# Demonstration of DCBC evaluation using GPU acceleration
This notebook shows an quick example of a Distance controlled boundary coefficient (DCBC) evaluation between numpy cpu vs. pytorch gpu version.

## Installation and Dependencies
Ensure Python version >= 3.6 and pip installable on your system.

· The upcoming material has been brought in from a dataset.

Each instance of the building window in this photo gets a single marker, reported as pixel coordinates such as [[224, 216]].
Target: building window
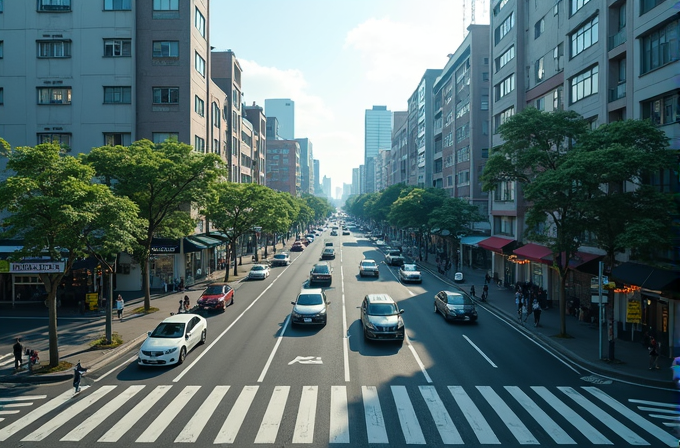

`pip install nibabel scipy numpy sklearn matplotlib torch`

To use PyTorch GPU acceleration, please install the correct PyTorch and CUDA version. Detailed torch+cuda installation can be found in PyTorch official webpage at https://pytorch.org/

Below is a quick example of DCBC evaluation using CPU and GPU, and the speed comparison when evaluating `Choi 2012` 7 parcellation of striatum. In this example, we only focus on speed comparison between CPU and GPU version, the detailed step-by-step volumetric parcellation evaluation can be found elsewhere in notebook `example_volume.ipynb`.

## 1. Numpy CPU

In [1]:
import mat73, time
import numpy as np
import scipy as sp
import nibabel as nb
from utilities import compute_dist, plot_single
from dcbc import compute_DCBC

# Load mask voxel index
vol_ind = mat73.loadmat('../data/striatum_avrgDataStruct.mat')['volIndx']
vol_ind = vol_ind.astype(int)

In [2]:
# Load parcellation given the mask file or voxel indices
parcel_mni = nb.load('../parcellations/volume_striatum/masked_par_choi_7.nii.gz').get_fdata()
coord = np.unravel_index(vol_ind - 1, parcel_mni.shape, 'F')  # Note: the linear indexing in numpy is column-order
parcels = np.rint(parcel_mni[coord[0], coord[1], coord[2]])

In [3]:
# Compute the distance matrix between voxel pairs using the mask file, numpy default C-order
coord = np.asarray(coord).transpose()
dist = compute_dist(coord, 2, backend='numpy')
print(dist.shape)

(4135, 4135)


In [4]:
# Load functional profile (betas) and several parameters for evaluation settings
T = mat73.loadmat('../data/striatum_avrgDataStruct.mat')['T']
returnsubj = [2,3,4,6,8,9,10,12,14,15,17,18,19,20,21,22,24,25,26,27,28,29,30,31]
session, maxDist, binWidth = 1, 90, 5

Now, we start the real DCBC evaluation on the given parcellation using selected subjects and given experiment settings. So here we set the bin width = 5 mm, the maximum distance between any pair of voxels is 90 mm. We only use subjects session 1 data.

In [8]:
wcorr_array, bcorr_array, dcbc_array = np.array([]), np.array([]), np.array([])

tic = time.perf_counter()
for sub in returnsubj:
    data = T['data'][(T['SN'] == sub) & (T['sess'] == session)].T
    R = compute_DCBC(maxDist=maxDist, func=data, dist=dist, binWidth=binWidth, parcellation=parcels, backend='numpy')
    wcorr_array = np.append(wcorr_array, R['corr_within'])
    bcorr_array = np.append(bcorr_array, R['corr_between'])
    dcbc_array = np.append(dcbc_array, R['DCBC'])

toc = time.perf_counter()
print(f"Numpy CPU version DCBC calculation used {toc - tic:0.4f}s")
# print(wcorr_array, bcorr_array, dcbc_array)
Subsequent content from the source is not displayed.